I reproduced Paeth's code in matlab, with no antialiasing as I use 1bpp. Here is the code:

Code:
function data_out = xshear(data,delta)


[height,width] = size(data);
shear = -tan(delta/2);

for y=1:height,
  skew = shear * y;     
  skewi = floor(skew);         
  for x=1:width 
    pixel = data(x, y);        
    
    if (x+skewi > 0),
      data_out(x+skewi,y) = pixel;
    end
    
  end
end

Code:
function data_out = yshear(data,delta)


[height,width] = size(data);
shear = sin(delta);

for x=1:width,
  skew = shear * x;            
  skewi = floor(skew);        

  for y=1:height,            
    pixel = data(x, y);        
    if (y+skewi > 0),
      data_out(x,y+skewi) = pixel;
    end
  end
end

Is there anything I am missing here? When I call xshear, yshear and xshear matlab gives error index out of bounds. I know this problem has kind of shifted towards Matlab, but I will implement it after I am done with this part, so I will be glad if you guys can help me out.

Thanks!
 
Last edited:

Rotation via matrix is rather simple. It is just the sum of several multiplies. This CAB easily be done in a single pipeline from the source to the destination. It can even be done on real time on video.
 

Rotation via matrix is rather simple. It is just the sum of several multiplies. This CAB easily be done in a single pipeline from the source to the destination. It can even be done on real time on video.

After hours of working I concluded so :p This method is easy to understand but shearing the image wrto its centre is a rather hard thing to do. I can now rotate the image by shearing, but I need 1000x1000 canvas to rotate a 200x200 image by 75 degrees. So it is definitely not logic and memory friendly in terms of requirements.

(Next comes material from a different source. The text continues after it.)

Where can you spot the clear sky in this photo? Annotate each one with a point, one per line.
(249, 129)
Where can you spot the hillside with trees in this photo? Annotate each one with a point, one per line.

Rotation via matrix should map destination to source, not source to destination, right? Because latter causes artifacts (dots) on the image as far as i know. In which source this method is best explained?

Thank you for your time.
 

Yes - always map destination to source. So your destination is simply just X and Y counters that will always pull a value out of the source buffer from somewhere. Depending on how you implement the algorithm, you may want saturation in there to prevent going over the source boundaries. This may be the "dots" you're talking about?

Ive seen a whole "warp" engine done by just 9 coefficients IIRC. It could do full rotation, scale and X/Y shift all in 1 go.
 

Yes - always map destination to source. So your destination is simply just X and Y counters that will always pull a value out of the source buffer from somewhere. Depending on how you implement the algorithm, you may want saturation in there to prevent going over the source boundaries. This may be the "dots" you're talking about?

Ive seen a whole "warp" engine done by just 9 coefficients IIRC. It could do full rotation, scale and X/Y shift all in 1 go.

The dots im talking about are shown here: https://www.datagenetics.com/blog/august32013/index.html

They are due to the sine and cosine producing noninteger results and these results cause the destination not be mapped 1:1 to source. But inverting the rotation matrix solves the issue , just like you summarized, destination pixels are not chosen, they choose. How will I implement matrix multplication in an efficient manner? Im guessing I should do something different than matrice multiplication but I am not really sure.